The researchers used a standard test called the hemagglutination inhibition (HAI) antibody assay to assess the likelihood that the experimental vaccine would provide protection against influenza disease. HAI levels of 40 or more signal that an influenza vaccine induced an immune reaction that is likely to prevent influenza disease. In this trial, the key HAI assays were performed on blood samples taken at 42 days after the first inoculation.

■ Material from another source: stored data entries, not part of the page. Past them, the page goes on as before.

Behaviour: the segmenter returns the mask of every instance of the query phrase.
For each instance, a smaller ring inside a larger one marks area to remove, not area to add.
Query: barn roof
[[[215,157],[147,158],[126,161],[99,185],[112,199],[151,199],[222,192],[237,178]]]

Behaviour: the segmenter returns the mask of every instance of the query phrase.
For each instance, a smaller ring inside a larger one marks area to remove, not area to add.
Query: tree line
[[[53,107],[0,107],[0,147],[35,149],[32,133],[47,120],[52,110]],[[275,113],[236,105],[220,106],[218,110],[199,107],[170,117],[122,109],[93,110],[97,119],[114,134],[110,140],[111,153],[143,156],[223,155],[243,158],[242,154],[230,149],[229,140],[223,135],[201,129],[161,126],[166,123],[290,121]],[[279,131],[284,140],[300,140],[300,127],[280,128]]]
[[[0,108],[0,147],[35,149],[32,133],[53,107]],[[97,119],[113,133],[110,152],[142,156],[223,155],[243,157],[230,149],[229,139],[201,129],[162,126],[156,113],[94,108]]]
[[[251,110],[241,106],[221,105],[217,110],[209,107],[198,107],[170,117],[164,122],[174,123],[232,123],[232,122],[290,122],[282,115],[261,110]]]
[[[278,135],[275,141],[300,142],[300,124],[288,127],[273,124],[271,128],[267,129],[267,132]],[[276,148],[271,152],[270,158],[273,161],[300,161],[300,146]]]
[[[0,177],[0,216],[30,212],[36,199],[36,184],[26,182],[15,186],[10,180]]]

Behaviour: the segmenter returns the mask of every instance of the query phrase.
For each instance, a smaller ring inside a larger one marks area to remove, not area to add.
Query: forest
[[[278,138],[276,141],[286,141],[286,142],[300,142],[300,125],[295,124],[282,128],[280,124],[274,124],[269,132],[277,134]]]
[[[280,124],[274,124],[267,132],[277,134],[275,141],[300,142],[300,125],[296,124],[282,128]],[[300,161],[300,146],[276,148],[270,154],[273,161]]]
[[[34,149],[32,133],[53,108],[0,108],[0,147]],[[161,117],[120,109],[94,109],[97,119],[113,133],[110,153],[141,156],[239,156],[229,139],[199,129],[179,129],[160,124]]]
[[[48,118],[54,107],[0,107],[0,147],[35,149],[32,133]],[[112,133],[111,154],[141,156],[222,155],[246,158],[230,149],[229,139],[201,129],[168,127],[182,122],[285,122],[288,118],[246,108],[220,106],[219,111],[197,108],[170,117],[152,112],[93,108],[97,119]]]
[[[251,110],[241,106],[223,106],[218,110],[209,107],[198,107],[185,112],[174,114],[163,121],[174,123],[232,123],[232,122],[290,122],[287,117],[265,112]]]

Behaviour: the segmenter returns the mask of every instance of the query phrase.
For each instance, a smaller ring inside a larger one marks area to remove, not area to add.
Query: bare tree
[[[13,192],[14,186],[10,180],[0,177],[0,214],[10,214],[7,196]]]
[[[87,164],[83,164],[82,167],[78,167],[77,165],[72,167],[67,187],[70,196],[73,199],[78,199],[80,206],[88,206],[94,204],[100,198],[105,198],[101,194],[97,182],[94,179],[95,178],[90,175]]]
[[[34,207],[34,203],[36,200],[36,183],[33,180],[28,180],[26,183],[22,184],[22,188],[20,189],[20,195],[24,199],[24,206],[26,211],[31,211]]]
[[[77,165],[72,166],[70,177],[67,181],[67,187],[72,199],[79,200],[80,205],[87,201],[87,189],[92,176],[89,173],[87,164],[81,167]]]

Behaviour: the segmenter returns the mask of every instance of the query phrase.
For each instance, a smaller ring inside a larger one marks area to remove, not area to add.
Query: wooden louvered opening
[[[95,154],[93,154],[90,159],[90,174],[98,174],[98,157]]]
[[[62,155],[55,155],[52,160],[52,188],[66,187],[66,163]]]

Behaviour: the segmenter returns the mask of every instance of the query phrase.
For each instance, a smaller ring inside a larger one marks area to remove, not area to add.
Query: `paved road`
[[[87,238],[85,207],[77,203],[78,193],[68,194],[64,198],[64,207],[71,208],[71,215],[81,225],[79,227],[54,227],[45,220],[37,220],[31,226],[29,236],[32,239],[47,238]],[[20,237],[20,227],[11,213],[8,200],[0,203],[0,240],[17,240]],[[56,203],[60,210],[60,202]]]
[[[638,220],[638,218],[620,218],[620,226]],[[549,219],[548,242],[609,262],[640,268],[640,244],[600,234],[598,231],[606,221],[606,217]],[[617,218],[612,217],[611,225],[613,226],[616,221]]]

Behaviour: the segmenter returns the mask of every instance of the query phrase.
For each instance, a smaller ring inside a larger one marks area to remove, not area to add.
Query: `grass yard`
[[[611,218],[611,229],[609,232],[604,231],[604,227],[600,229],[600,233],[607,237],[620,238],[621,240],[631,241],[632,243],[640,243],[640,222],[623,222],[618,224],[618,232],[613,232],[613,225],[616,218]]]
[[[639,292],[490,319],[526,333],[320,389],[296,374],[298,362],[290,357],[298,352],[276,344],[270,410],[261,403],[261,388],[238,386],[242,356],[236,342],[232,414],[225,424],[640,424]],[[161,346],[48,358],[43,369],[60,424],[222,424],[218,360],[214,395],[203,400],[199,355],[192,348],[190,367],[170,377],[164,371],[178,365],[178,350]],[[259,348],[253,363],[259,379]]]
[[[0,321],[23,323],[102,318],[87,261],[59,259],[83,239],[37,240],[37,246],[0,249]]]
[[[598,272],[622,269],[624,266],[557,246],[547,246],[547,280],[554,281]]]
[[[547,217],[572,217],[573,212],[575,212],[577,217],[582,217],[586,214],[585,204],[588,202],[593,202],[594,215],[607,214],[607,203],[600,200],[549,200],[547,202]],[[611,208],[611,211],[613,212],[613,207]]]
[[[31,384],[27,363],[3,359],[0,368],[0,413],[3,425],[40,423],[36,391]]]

Among the volunteers who received two injections of the lowest dose of vaccine along with two doses of adjuvant, 59 percent had HAI levels of 40 or more. The most surprising finding, noted the researchers, came from the volunteer group that received 15 mcg dose vaccines and just one dose of MF59 at the time of the first vaccine. Among that group, the antibody responses were not significantly lower than those who received two doses of adjuvant, suggesting that a single dose of adjuvant given with the first dose of vaccine may be sufficient to prompt a significant immune response. If true, this would be of particular importance in the event of a pandemic, when adjuvant-sparing and vaccine antigen-sparing vaccine regimens could be used to stretch available supplies of vaccine and adjuvant as far as possible.
In addition to Emory University, the NIAID VTEUs at Cincinnati Children’s Hospital and Medical Center; the University of Iowa in Iowa City; and the University of Texas Medical Branch at Galveston participated in this trial.